Friday, March 11, 2016

This year's IL corruption awards go to...

Dick Simpson, Tom Gradel & team document IL's "Banner Year of Corruption". Isn't every year? I suppose their annual report is like the Academy Awards of corruption.
While the Hastert indictment and conviction garnered national news headlines and was the most significant corruption story of the year, Illinois experienced many additional corruption events in 2015. In this report, we document 27 convictions, 28 indictments, and the launching of 11 corruption investigation. In addition we cover the sentencing of 30 public corruption convicts last year, most of whom were convicted in a year or two before 2015.
Chicago City Hall has long been awash in corruption and with the public school system directly under  control by the mayor, thievery, fraud, bribery, and no-bid contract kick-backs have become a way of life at CPS. The cost to school budgets is enormous.

The big one last year of course, so far as Chicago schools were concerned, was the FBI investigation launched exactly one year ago, leading to the arrest and indictment of Rahm Emanuel's hand-picked schools chief, Barbara Byrd-Bennett. The U.S. Attorney charged her with steering $23 million worth of contracts to her former employer, SUPES Academy. Two executives, Gary Solomon and Tom Vranas, who owned SUPES, the company itself, and another company they owned were also charged. On October 12, BBB pleaded guilty and is awaiting sentencing.

Yesterday it was announced that Rahm and his CPS board are suing BBB, SUPES and Synesi for $65M. Synesi is the consulting company behind the SUPES/BBB scandal. It was originally started by former CPS schools CEO Paul Vallas in partnership with Gary Solomon and other members of Vallas' Chicago team. Vallas was the master of soliciting no-bid consulting contracts from his network of pet district superintendents. Lucky for him, he fell out and split with Soloman before the shit hit the fan.

The suit made front-page headlines in Cleveland, where BBB long ruled the public schools, and in Detroit, where the SUPES kick-back scheme was originally concocted.
In the lawsuit, the Board of Educations states, "In plain terms, defendants have stolen money from CPS and the schoolchildren of the city of Chicago, and that money should be returned."
But I would argue that the investigation was stopped, as usual, before it got up too high, leaving BBB to take the fall herself. Board members like Andrea Zopp (now running for senator) who voted for the SUPES no-bid contract, and the Mayor himself, were complicit and should be held accountable.Why aren't they included in the suit?

More important, the suit should be a clarion call to end City Hall's direct control over the public schools and to pass the Elected School Board bill.

Trump to enter the belly of the beast is the headline on Natasha Korecki's story in POLITICO this morning.

There should be thousands on hand this afternoon to protest the Trump rally at the UIC Pavilion. The university should have never agreed to hold the rally here in the first place. Trump rallies have been marked by violence and thuggery directed mainly at black protesters.
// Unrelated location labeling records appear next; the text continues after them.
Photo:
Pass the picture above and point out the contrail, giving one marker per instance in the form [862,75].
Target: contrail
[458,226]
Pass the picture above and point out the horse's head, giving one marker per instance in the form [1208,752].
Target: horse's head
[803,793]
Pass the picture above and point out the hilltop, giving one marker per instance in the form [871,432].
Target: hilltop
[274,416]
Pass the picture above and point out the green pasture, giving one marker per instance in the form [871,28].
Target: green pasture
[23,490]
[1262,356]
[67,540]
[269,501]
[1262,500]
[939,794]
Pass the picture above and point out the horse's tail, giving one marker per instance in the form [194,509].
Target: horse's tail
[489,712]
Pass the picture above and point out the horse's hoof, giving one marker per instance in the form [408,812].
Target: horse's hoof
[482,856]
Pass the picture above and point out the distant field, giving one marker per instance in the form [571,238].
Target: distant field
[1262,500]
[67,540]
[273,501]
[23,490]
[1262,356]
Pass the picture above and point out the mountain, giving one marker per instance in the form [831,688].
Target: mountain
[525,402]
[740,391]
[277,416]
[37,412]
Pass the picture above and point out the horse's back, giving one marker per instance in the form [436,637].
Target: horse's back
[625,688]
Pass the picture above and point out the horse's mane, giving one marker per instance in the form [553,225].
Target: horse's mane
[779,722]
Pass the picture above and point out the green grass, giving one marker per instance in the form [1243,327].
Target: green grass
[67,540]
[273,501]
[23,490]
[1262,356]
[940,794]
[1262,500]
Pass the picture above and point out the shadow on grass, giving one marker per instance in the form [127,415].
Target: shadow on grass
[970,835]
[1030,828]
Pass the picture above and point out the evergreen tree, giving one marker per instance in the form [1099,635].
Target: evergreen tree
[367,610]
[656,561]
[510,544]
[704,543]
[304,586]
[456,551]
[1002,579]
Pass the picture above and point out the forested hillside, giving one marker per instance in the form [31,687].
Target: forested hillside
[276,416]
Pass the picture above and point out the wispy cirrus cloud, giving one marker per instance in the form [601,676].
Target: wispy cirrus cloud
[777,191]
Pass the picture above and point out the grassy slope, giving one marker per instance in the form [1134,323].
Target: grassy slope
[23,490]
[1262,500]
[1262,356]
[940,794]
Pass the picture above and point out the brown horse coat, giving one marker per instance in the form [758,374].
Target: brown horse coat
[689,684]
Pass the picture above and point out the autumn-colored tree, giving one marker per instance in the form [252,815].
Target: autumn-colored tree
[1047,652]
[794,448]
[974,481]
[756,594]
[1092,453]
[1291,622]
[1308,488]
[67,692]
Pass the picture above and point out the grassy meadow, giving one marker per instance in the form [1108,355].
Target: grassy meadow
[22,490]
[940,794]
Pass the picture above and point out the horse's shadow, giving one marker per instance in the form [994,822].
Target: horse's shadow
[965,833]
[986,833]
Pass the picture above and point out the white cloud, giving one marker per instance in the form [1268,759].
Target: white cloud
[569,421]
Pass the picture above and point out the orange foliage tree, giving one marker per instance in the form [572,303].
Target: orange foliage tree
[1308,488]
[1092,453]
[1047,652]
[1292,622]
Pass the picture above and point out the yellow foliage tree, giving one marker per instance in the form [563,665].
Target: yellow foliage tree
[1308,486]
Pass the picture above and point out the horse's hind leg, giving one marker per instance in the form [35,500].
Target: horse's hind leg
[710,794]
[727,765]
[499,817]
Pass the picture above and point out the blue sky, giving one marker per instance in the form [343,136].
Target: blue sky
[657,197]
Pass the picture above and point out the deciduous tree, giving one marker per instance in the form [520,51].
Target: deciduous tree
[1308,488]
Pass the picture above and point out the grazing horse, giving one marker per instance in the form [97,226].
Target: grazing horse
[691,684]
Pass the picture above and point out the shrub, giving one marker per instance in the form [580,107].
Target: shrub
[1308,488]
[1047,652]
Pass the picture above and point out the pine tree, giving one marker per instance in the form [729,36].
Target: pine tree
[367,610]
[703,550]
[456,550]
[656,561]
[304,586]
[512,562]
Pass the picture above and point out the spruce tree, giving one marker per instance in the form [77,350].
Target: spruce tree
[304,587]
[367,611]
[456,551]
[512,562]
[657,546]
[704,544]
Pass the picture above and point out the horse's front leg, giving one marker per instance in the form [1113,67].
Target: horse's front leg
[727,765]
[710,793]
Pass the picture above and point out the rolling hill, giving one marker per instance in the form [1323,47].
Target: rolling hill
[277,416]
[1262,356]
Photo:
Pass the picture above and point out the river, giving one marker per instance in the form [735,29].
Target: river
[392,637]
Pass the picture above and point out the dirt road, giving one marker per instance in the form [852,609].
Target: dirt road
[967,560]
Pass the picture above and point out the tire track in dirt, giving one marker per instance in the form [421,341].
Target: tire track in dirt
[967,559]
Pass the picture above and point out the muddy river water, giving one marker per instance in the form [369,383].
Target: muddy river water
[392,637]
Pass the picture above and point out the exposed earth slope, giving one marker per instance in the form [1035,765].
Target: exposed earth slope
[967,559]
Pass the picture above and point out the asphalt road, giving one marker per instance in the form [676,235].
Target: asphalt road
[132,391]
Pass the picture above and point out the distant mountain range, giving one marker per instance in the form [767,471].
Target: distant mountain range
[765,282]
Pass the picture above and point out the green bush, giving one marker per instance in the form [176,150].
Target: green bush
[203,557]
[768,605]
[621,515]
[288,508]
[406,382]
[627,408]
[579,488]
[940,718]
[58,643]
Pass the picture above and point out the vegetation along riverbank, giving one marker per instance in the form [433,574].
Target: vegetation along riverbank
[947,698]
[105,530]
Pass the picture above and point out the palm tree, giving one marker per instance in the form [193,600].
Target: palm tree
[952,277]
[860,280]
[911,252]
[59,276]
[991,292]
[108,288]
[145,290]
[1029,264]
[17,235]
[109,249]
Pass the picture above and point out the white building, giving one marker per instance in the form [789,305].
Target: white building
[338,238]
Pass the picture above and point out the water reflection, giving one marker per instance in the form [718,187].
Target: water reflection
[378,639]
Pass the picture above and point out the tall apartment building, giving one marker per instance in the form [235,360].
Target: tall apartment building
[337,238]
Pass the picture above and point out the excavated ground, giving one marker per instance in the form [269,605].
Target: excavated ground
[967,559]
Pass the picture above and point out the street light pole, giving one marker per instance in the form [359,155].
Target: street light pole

Thousands of students have already signed up to be part of today's protests.
Korecki writes:
Doesn't know what he's in for: "Other immigrant groups, religious leaders and young African American protesters are expected to join forces in a public rebuke of Trump before his 6 p.m. rally. One group ... built an altar on Thursday and demonstrators planned to hold vigil all night in preparation for Trump's arrival.
'I don't think Donald Trump knows what he's in for here in Chicago,' UIC pre-med student Miguel Del Toral told POLITICO. 'We are very very active in our communities. We will not stand for bigotry, we will not stand for racism. He should expect to find this kind of resistance coming into a university with such a large minority population.'
People will gather at 4:30 p.m. in the parking lot across from the Pavilion.